You are viewing a plain text version of this content. The canonical link for it is here.
Posted to issues@spark.apache.org by "Herman van Hovell (JIRA)" <ji...@apache.org> on 2015/08/03 22:03:04 UTC

[jira] [Commented] (SPARK-9357) Remove JoinedRow

    [ https://issues.apache.org/jira/browse/SPARK-9357?page=com.atlassian.jira.plugin.system.issuetabpanels:comment-tabpanel&focusedCommentId=14652390#comment-14652390 ] 

Herman van Hovell commented on SPARK-9357:
------------------------------------------

+1 for removing this.

The {{AlgebraicAggregate}} part of the new UDAF interfaces uses this a lot in very performance critical sections. I ran into this doing some benchmarking for the SPARK-8641 ticket. After some profiling I found out that a significant amount of time is spent in JoinedRow; It causes a major performance regression in some cases.
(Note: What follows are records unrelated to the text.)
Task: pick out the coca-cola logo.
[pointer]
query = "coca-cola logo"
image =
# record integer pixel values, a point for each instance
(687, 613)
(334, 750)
I have been doing some experimentation:
* After a discussion with [~yhuai] I tried removing the branching in the joined row. This improved the situation by 10%.
* I created specialized {{BoundReference}}'s which bind directly to the {{row1}} or {{row2}} values of the JoinedRow (exposed those through getters). This worked wonders. Performance is much better in most cases now. In the end I think it is best to explicitly start to support a {{JoinProjection}} which takes a left and a right row as input and produces an output row, and change {{SparkPlan}} and CG accordingly. I think we'd still need JoinedRow in the interpreted case though. 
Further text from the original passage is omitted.